There are however many misconceptions. "lazy" is certainly not something Agile developers are. "Being Agile" is *HARD* work. It takes discipline, dedication and passion. There's not much "downtime" in teams doing iterations/sprints (as the latter name suggests, working as close to flat out as possible for the duration of the iteration) and we are constantly learning, retrospecting, etc. We are perpetually trying to remove inefficiencies from our working lives. Documentation doesn't give much value when compared to the effort required to keep it up to date. More so in an agile environment because things can change so often and so frequently. Maintaining documentation would slow this down.
The "lack" of planning is a complete misnomer. The planning is now integral to everything we do, we just don't do it all upfront. Instead of planning in detail the next 6 months of work, then doing the 6 months of work, we roughly plan what we are going to do for the next fortnight, and then the detail planning happens as close to the moment you actually need that detail, so there is constant communication and collaboration between the developers and customers/product owners/stakeholders/people that actually want the software.

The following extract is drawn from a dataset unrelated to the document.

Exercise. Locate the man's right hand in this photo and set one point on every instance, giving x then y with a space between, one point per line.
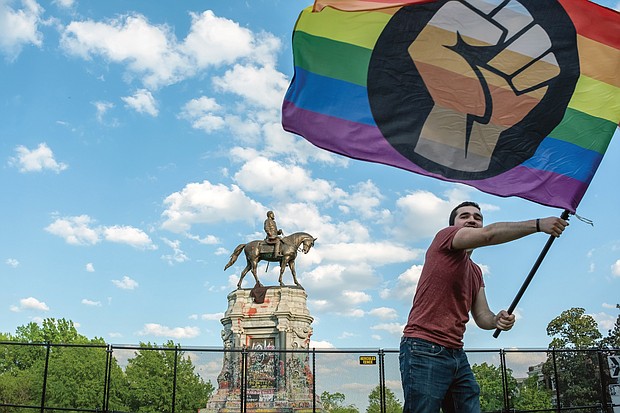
553 226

The pomp around Agile (pretty much the pinnacle of this is Google's offices) is usually just that. Pomp. But underneath it, you can see some clever designing. Each of those rooms is designed to be a concentrated hub for a small team to be able to work closely and to reduce distraction and disturbance from others. People also work more effectively when comfortable. Thus the comfy chairs, relaxed environment and lack of dress code.
People aren't machines. We don't work effectively in grid-layout offices compared to small pods for teams to operate in. Even this isn't new. People have been doing this since, well, forever. The grid-like office layouts are "new" - predominantly since the industrial age (and the wars because every adult had served) and business owners trying to keep people like they would machines/factory lines/soldiers.